The melodies in the overture are largely from the Russian Orthodox liturgy, based on a collection of old Russian Orthodox liturgical chants called the Obikhod.

Rimsky-Korsakov said in his autobiography that he was eager to reproduce "the legendary and heathen side of the holiday, the transition from the gloomy and mysterious evening of Passion Saturday to the unbridled pagan-religious merrymaking on Easter Sunday morning". He had always been interested in – and enjoyed – liturgical themes and music, though he was not a believer.

American musicologist Miloš Velimirović explains, "The Obikhod was like the Russian's Liber usualis...In 1848 it became mandatory for all of the Churches in Russia." Thus the Obikhod became associated with nationalism in Russia. The tunes that Rimsky chose from the Obikhod would carry a certain nationalistic and religious weight, and Russians would absolutely know them. The piece also appealed to the emotions of Russians because of its expression of the Easter Holiday, the high point of the liturgical calendar.

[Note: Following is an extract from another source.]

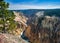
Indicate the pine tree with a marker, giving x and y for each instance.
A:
(6, 17)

Professor Robert Greenberg describes the Russian Easter Festival Overture as, "A narrative story of a Russian Easter day from dawn until dusk." In Russian, Easter is known as the "Bright Holiday".

==Structure==
The Russian Easter Festival Overture is mainly in sonata allegro form, with a lengthy introduction at the beginning. Throughout the piece, there are a number of prominent solo sections, featuring violin, cello, trombone, clarinet, and flute.

The opening section is written in 5/2 time, and is one of the more famous works for orchestra in quintuple meter. The final section of the piece is notated in 2/1 time, making occasional use of 3/1, and is one of very few orchestral works to use either of these time signatures.